But thinking as I am – as so many are – on Christopher Hitchens, it seems a good poem to dedicate to his memory.

As always I’ll interrupt its lines with my comments. Go to the link on its title to see (and hear) the poem without my messing about.

Now Winter Nights Enlarge

[The title’s a little poem in itself. Is it in the imperative? Is it a command to us to draw out or in some way enrich long dark winter nights — and by extension, to make the most of life’s pleasures even when things get dark and cold? Or is it a simple observation – the perception of a person in the midst of the most intense earthly darkness (both winter and night) that winter nights are long?]

Now winter nights enlarge
This number of their hours;

[The hours of darkness increase during the winter. And yet the word is enlarge, not increase, suggesting not a receding from richness, but possibly a gain in it… And of course the word numb echoes inside of number and has us shivering with thoughts of the very coldest hours of the night. ]

And clouds their storms discharge
Upon the airy towers.

[Here the poetic word, the enlarge, is airy. Oh, and towers. Because are the towers rooftops that we can barely see (airy) amid the night and the stormy clouds? Or are the towers non-stormy clouds, suffering a blanketing by darker clouds? In any case, at this early point in the poem things are looking pretty dark. We’re getting a conventional reading of wintry nights as a figure for our numbered days, the darkening of our lives.]

Let now the chimneys blaze
And cups o’erflow with wine,
Let well-tuned words amaze
With harmony divine.

[Whoa. Talk about switching the lights on. The natural world’s deathly, but that only intensifies our human countercurrents, our defiant impulse to electrify a world on the blink. Light the fires, break out the wine – use the uninhabitability of the natural world to elaborate a joyous, internal, human habitation whose most essential, most joyous component is language.]

Now yellow waxen lights
Shall wait on honey love
While youthful revels, masques, and courtly sights
Sleep’s leaden spells remove.

[Excited by the flame’s brilliance, the wine’s fire, and fiery eloquence, we now have only to anticipate candle-lit lovemaking.]

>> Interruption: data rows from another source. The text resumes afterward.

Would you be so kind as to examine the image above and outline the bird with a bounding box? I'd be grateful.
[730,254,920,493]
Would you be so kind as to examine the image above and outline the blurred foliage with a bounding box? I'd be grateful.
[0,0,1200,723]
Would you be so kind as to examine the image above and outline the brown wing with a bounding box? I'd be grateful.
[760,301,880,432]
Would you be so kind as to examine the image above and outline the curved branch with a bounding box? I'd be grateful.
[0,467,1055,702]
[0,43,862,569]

This time doth well dispense
With lovers’ long discourse;
Much speech hath some defense,
Though beauty no remorse.

[It’s just as well that the nights are too cold for extensive verbal foreplay; let’s get to it and warm ourselves at the simple visceral beauty of each other’s body.]

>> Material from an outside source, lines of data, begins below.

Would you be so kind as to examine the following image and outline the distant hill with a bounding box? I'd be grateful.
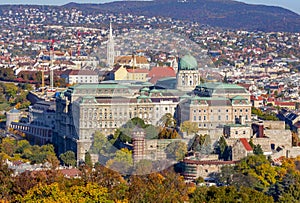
[63,0,300,32]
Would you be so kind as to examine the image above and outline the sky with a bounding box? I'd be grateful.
[0,0,300,14]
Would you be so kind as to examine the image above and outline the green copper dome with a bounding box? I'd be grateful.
[180,54,198,70]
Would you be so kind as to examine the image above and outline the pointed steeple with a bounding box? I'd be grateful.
[107,20,115,68]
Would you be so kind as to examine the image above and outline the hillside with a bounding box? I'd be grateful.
[63,0,300,32]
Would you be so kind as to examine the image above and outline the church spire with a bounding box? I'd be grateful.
[107,20,115,68]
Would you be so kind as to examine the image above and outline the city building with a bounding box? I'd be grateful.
[177,55,200,91]
[61,70,99,85]
[6,108,21,129]
[10,101,56,145]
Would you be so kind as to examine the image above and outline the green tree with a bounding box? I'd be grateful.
[84,152,93,167]
[180,121,199,135]
[253,144,264,155]
[166,141,187,161]
[59,151,76,166]
[106,148,133,173]
[92,131,113,156]
[0,156,13,201]
[158,113,176,128]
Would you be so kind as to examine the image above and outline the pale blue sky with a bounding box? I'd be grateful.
[0,0,300,14]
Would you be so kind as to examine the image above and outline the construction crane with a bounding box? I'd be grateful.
[25,39,59,93]
[76,30,92,57]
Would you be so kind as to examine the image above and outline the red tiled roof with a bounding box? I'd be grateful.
[238,83,251,90]
[63,70,98,75]
[240,138,253,151]
[250,95,264,101]
[275,101,295,106]
[127,69,149,73]
[60,168,81,177]
[149,67,176,84]
[294,121,300,128]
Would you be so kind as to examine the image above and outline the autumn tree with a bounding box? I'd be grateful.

All do not all things well:
Some measures comely tread,
Some knotted riddles tell,
Some poems smoothly read.
The summer hath his joys,
And winter his delights;
Though love and all his pleasures are but toys
They shorten tedious nights.

[Not everyone’s good at everything – talents seems parceled out, with some able to dance, some to tell stories, some to recite poems… Yet the beauty of winter (the poem perhaps suggests) is the way it perforce throws us together around the warming fire, where our human capacities are communally, richly, displayed and shared. Winter is when we pleasure each other in an unusual display of generosity and disinhibition (think of the last scene of Babette’s Feast); this is its delight. At these concluding lines of the poem, we circle around to the original use of the word enlarge and explain it: winter’s hours enlarge by prompting us to shorten (nice poetic paradox there) for one another the tedium of a dull life.]